Filtering os.walk() dirs and files

I'm looking for a way to include/exclude files patterns and exclude directories from a os.walk() call.

Here's what I'm doing by now:

import fnmatch
import os

includes = ['*.doc', '*.odt']
excludes = ['/home/paulo-freitas/Documents']

def _filter(paths):
    for path in paths:
        if os.path.isdir(path) and not path in excludes:
            yield path

        for pattern in (includes + excludes):
            if not os.path.isdir(path) and fnmatch.fnmatch(path, pattern):
                yield path

for root, dirs, files in os.walk('/home/paulo-freitas'):
    dirs[:] = _filter(map(lambda d: os.path.join(root, d), dirs))
    files[:] = _filter(map(lambda f: os.path.join(root, f), files))

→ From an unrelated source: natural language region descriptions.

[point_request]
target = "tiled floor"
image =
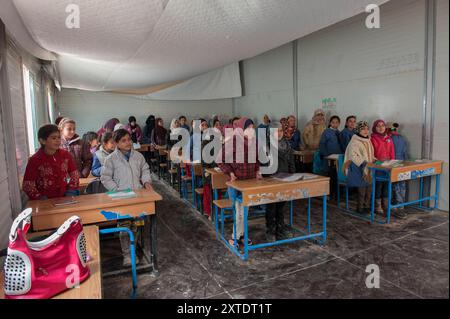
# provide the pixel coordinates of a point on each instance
(412, 256)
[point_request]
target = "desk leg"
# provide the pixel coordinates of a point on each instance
(372, 208)
(245, 232)
(154, 246)
(324, 212)
(389, 201)
(436, 199)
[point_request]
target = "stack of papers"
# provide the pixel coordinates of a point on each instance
(285, 177)
(127, 193)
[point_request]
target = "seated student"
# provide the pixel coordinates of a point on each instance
(276, 229)
(108, 146)
(329, 144)
(401, 153)
(134, 129)
(358, 154)
(125, 168)
(90, 145)
(51, 171)
(346, 134)
(72, 143)
(241, 171)
(182, 119)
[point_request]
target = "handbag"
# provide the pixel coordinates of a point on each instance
(43, 269)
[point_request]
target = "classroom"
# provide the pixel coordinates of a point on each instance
(228, 149)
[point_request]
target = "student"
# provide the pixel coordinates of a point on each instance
(313, 131)
(358, 154)
(292, 134)
(108, 127)
(108, 146)
(346, 134)
(51, 171)
(328, 145)
(125, 169)
(276, 229)
(384, 150)
(90, 145)
(159, 134)
(72, 143)
(148, 129)
(183, 122)
(401, 153)
(241, 171)
(134, 129)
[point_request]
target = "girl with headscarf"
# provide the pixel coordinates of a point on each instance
(358, 154)
(313, 130)
(159, 134)
(384, 150)
(291, 133)
(134, 129)
(240, 170)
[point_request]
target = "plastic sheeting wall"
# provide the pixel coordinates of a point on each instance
(441, 116)
(267, 85)
(92, 109)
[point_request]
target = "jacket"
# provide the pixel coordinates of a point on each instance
(118, 173)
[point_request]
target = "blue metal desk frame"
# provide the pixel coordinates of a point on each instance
(235, 197)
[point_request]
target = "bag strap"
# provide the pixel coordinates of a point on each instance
(24, 217)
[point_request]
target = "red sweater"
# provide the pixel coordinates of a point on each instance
(50, 175)
(383, 147)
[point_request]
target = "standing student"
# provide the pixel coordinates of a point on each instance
(159, 134)
(183, 122)
(358, 154)
(148, 129)
(328, 145)
(346, 134)
(313, 131)
(134, 129)
(72, 143)
(51, 171)
(401, 153)
(384, 150)
(107, 147)
(292, 134)
(275, 227)
(241, 171)
(125, 169)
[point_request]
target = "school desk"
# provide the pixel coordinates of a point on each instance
(305, 156)
(408, 170)
(269, 190)
(100, 208)
(91, 288)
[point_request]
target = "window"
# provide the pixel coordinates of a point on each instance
(30, 109)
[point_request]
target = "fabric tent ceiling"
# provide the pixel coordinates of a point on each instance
(129, 44)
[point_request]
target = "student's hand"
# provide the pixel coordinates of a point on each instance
(148, 186)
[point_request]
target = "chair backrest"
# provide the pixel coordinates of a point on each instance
(340, 169)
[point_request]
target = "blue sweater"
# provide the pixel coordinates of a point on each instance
(344, 138)
(400, 146)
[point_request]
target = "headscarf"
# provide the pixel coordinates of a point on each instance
(160, 132)
(374, 128)
(289, 131)
(317, 119)
(359, 126)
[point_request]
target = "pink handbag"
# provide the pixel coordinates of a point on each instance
(40, 270)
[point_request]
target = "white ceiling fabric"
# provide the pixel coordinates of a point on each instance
(124, 44)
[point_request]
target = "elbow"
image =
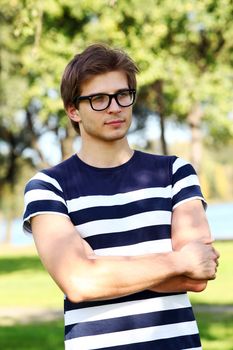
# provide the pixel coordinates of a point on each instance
(77, 293)
(200, 287)
(80, 289)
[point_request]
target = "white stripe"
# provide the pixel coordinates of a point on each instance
(46, 178)
(125, 224)
(158, 246)
(36, 195)
(185, 182)
(136, 307)
(118, 199)
(179, 162)
(132, 336)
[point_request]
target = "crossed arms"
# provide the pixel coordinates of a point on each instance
(83, 276)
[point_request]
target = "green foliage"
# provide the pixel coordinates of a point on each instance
(187, 46)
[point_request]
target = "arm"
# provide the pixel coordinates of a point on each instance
(82, 275)
(189, 223)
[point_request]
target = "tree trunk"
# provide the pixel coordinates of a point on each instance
(194, 121)
(158, 86)
(67, 141)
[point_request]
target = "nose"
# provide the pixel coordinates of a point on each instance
(114, 107)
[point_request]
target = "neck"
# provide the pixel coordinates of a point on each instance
(105, 155)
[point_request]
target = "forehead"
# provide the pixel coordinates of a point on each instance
(109, 82)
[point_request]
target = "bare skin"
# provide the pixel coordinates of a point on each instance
(72, 263)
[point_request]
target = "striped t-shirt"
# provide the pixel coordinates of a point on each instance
(125, 210)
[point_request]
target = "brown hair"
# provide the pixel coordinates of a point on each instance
(95, 59)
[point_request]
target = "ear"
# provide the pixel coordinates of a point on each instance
(73, 113)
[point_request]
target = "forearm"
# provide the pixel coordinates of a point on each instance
(180, 284)
(111, 277)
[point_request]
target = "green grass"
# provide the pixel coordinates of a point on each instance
(216, 330)
(35, 336)
(219, 291)
(25, 283)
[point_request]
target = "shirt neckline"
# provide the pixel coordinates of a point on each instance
(108, 169)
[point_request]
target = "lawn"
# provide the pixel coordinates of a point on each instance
(24, 283)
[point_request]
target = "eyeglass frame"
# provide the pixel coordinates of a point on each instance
(77, 99)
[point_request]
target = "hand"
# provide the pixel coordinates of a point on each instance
(200, 260)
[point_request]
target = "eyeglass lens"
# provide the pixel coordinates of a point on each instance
(102, 101)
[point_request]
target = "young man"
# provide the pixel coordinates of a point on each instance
(123, 233)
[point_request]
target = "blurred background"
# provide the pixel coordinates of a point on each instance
(184, 51)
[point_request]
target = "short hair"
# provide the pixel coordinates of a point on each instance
(94, 60)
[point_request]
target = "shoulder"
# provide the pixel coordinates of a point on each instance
(53, 177)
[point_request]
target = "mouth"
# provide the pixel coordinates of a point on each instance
(114, 122)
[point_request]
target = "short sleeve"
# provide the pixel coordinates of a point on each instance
(43, 195)
(185, 183)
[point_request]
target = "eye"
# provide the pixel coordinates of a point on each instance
(124, 94)
(99, 98)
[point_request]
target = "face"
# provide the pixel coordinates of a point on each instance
(110, 124)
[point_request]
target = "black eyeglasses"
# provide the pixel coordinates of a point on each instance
(99, 102)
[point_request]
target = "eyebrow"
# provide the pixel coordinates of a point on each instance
(106, 93)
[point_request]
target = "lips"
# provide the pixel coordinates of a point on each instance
(114, 122)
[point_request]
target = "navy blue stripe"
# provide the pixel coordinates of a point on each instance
(118, 239)
(187, 192)
(147, 294)
(119, 324)
(182, 172)
(37, 184)
(119, 211)
(176, 343)
(45, 206)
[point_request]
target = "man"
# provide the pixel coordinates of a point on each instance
(123, 233)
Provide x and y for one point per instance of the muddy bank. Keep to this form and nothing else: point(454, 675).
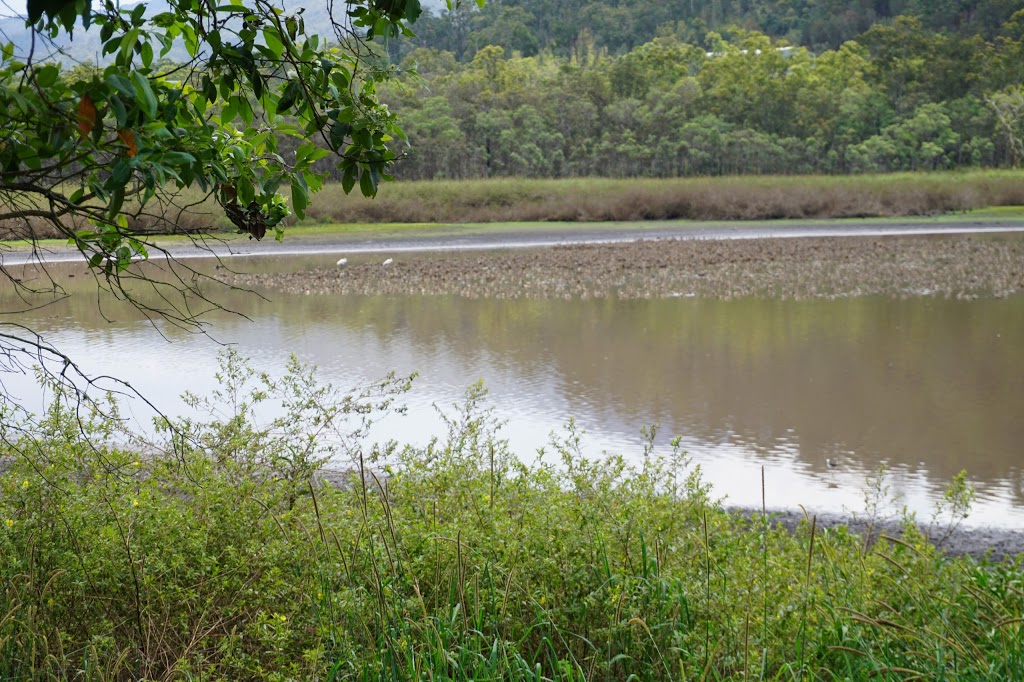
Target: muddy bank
point(812, 267)
point(994, 544)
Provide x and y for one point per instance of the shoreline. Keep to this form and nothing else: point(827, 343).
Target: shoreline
point(803, 267)
point(977, 542)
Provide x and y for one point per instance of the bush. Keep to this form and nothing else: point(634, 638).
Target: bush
point(219, 552)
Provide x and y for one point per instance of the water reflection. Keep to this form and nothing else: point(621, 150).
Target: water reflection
point(927, 386)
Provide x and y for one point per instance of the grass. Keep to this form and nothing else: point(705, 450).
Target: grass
point(424, 205)
point(747, 198)
point(456, 561)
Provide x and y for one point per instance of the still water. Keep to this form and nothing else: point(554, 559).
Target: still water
point(926, 386)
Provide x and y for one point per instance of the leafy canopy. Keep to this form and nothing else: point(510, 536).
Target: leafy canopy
point(86, 148)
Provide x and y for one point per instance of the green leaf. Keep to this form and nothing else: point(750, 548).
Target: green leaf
point(122, 85)
point(117, 200)
point(272, 39)
point(47, 76)
point(145, 98)
point(348, 179)
point(289, 96)
point(300, 199)
point(367, 184)
point(145, 51)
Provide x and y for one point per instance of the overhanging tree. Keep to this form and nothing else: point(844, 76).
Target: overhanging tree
point(88, 152)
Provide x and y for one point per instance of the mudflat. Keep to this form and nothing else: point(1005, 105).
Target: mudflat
point(961, 266)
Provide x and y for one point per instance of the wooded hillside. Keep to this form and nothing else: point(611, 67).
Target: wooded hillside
point(685, 87)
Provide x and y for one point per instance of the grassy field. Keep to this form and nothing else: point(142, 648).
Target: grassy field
point(747, 198)
point(419, 206)
point(219, 560)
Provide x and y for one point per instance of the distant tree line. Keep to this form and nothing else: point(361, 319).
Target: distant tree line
point(899, 96)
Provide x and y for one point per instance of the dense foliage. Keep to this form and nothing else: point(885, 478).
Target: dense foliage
point(617, 26)
point(907, 93)
point(464, 562)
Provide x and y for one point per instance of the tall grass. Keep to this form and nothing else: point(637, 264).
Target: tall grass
point(747, 198)
point(503, 200)
point(455, 561)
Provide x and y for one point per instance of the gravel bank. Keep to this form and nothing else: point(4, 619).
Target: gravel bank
point(806, 267)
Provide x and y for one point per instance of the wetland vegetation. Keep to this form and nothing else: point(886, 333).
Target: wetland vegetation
point(223, 560)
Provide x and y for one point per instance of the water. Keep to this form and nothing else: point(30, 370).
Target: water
point(926, 386)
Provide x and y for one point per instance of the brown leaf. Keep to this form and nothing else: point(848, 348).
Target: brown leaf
point(128, 137)
point(86, 115)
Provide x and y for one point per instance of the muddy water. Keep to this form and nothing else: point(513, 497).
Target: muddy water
point(926, 386)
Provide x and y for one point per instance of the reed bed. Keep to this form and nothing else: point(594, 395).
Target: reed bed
point(505, 200)
point(735, 198)
point(458, 560)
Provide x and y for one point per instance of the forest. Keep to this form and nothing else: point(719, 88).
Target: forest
point(693, 88)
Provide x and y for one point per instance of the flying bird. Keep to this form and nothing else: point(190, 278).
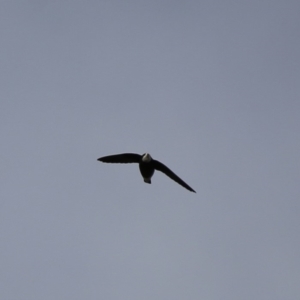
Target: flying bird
point(147, 166)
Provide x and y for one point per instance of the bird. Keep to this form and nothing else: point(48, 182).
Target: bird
point(147, 166)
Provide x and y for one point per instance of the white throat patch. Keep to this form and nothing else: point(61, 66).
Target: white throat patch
point(146, 157)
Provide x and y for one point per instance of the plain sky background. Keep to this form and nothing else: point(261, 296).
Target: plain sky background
point(211, 89)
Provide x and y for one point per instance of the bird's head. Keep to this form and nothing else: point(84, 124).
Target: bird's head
point(146, 157)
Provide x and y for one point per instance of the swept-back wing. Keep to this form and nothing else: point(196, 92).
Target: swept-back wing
point(124, 158)
point(162, 168)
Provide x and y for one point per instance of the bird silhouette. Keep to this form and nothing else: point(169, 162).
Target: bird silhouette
point(147, 166)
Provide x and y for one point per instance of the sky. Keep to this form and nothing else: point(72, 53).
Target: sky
point(209, 88)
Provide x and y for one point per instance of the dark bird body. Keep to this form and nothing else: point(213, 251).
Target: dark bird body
point(147, 166)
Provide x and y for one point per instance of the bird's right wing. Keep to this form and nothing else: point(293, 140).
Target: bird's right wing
point(162, 168)
point(124, 158)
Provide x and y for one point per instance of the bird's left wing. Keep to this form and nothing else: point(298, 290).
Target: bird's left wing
point(161, 167)
point(124, 158)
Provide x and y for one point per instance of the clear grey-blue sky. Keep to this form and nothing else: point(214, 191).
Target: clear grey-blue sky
point(210, 88)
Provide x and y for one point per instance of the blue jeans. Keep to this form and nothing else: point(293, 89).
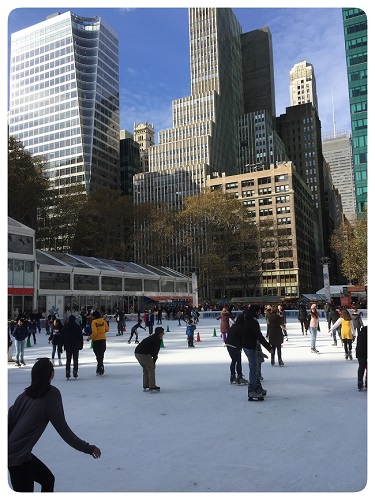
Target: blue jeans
point(20, 350)
point(314, 333)
point(55, 348)
point(236, 364)
point(253, 368)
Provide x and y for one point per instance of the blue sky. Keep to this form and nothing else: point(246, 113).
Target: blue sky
point(154, 54)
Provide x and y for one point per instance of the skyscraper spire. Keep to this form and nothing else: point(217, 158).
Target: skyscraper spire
point(333, 116)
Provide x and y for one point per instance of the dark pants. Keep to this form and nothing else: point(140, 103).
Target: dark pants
point(304, 325)
point(99, 347)
point(148, 366)
point(347, 345)
point(362, 368)
point(236, 363)
point(23, 476)
point(33, 334)
point(276, 348)
point(69, 355)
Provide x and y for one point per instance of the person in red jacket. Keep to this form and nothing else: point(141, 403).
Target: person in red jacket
point(99, 328)
point(146, 354)
point(28, 417)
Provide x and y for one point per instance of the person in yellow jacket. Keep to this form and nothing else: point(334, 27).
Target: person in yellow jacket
point(99, 328)
point(347, 331)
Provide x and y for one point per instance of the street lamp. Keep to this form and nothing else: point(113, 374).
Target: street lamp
point(325, 261)
point(194, 286)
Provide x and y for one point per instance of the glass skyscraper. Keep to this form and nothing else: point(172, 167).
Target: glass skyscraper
point(355, 33)
point(64, 99)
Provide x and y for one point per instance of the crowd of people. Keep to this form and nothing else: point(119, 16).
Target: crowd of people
point(41, 403)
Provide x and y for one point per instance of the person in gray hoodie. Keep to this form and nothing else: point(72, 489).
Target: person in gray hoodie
point(28, 417)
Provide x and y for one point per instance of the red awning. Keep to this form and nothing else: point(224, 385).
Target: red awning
point(162, 298)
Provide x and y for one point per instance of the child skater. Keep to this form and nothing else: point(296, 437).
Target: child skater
point(134, 331)
point(190, 333)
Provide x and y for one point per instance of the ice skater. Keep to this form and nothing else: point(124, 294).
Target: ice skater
point(134, 329)
point(28, 417)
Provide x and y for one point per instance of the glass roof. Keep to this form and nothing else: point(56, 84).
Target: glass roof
point(80, 261)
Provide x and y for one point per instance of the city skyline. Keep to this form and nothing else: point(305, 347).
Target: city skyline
point(154, 72)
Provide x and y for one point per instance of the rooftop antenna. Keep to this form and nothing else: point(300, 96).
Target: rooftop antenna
point(333, 117)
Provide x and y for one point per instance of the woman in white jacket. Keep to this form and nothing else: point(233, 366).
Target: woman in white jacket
point(347, 331)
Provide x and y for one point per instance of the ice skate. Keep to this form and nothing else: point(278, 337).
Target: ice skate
point(242, 381)
point(254, 396)
point(259, 390)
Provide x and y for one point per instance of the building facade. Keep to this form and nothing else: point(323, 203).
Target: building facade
point(355, 34)
point(337, 151)
point(300, 129)
point(144, 135)
point(281, 196)
point(64, 99)
point(302, 85)
point(130, 163)
point(44, 281)
point(257, 72)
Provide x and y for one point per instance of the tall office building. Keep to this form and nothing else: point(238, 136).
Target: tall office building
point(300, 129)
point(202, 136)
point(144, 135)
point(259, 145)
point(257, 72)
point(130, 163)
point(355, 34)
point(337, 151)
point(302, 86)
point(280, 195)
point(64, 99)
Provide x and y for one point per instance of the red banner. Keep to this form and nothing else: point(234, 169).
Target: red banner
point(20, 291)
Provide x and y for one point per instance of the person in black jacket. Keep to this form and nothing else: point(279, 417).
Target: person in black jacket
point(28, 417)
point(72, 340)
point(302, 318)
point(250, 333)
point(20, 334)
point(333, 316)
point(147, 353)
point(234, 348)
point(361, 355)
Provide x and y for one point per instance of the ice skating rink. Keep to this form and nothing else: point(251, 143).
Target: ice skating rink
point(200, 434)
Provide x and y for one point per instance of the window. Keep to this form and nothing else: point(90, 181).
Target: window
point(265, 212)
point(111, 283)
point(264, 180)
point(283, 210)
point(231, 185)
point(282, 177)
point(265, 201)
point(54, 281)
point(249, 182)
point(86, 282)
point(283, 220)
point(283, 187)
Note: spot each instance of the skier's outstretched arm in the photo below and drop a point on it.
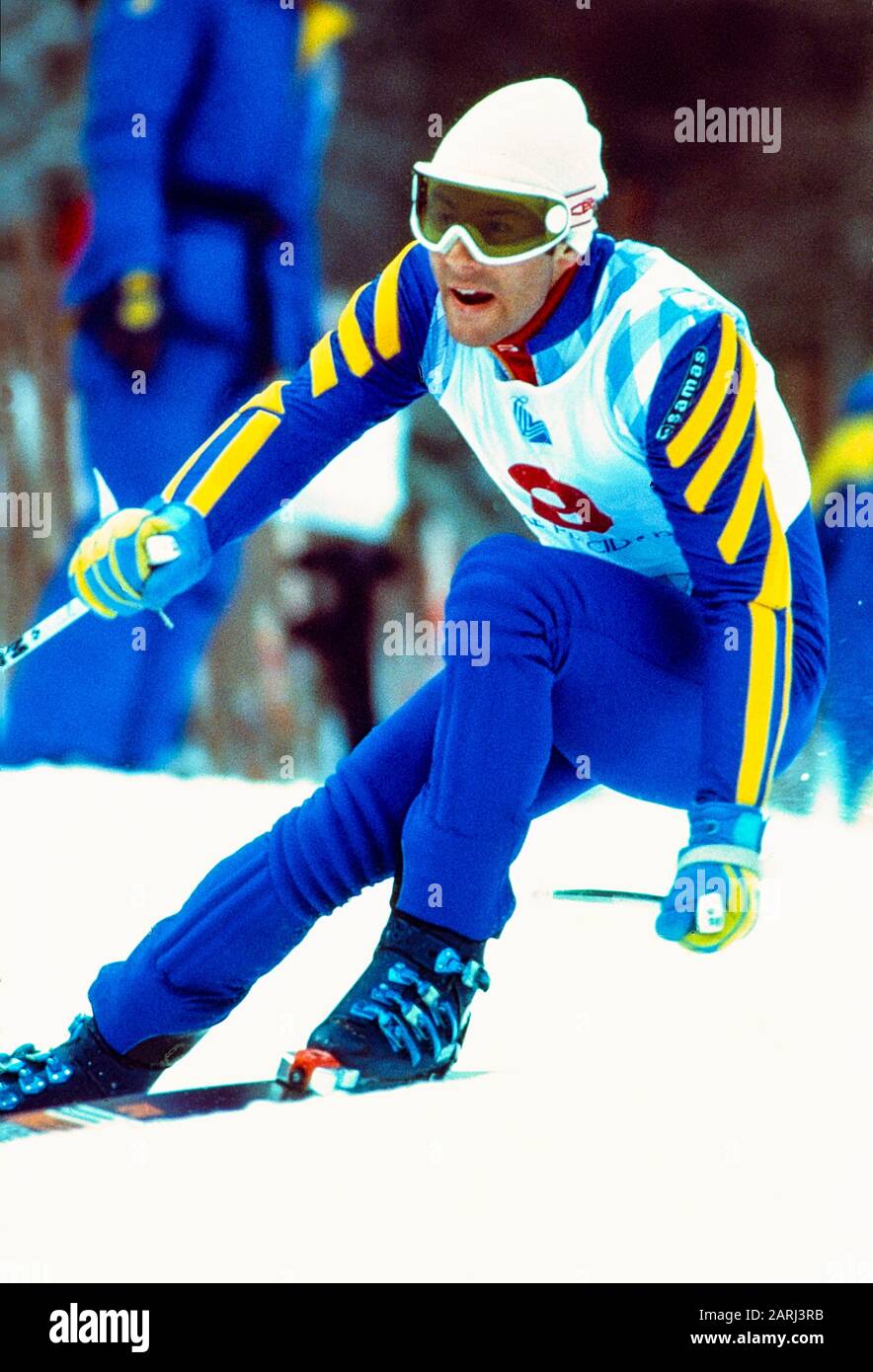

    for filename in files:
        filename = os.path.join(root, filename)


Is there a better way to do this? How?

This solution uses fnmatch.translate to convert glob patterns to regular expressions (it assumes the includes only is used for files):

import fnmatch
import os
import os.path
import re

includes = ['*.doc', '*.odt'] # for files only
excludes = ['/home/paulo-freitas/Documents'] # for dirs and files

# transform glob patterns to regular expressions
includes = r'|'.join([fnmatch.translate(x) for x in includes])
excludes = r'|'.join([fnmatch.translate(x) for x in excludes]) or r'$.'

for root, dirs, files in os.walk('/home/paulo-freitas'):

    # exclude dirs
    dirs[:] = [os.path.join(root, d) for d in dirs]
    dirs[:] = [d for d in dirs if not re.match(excludes, d)]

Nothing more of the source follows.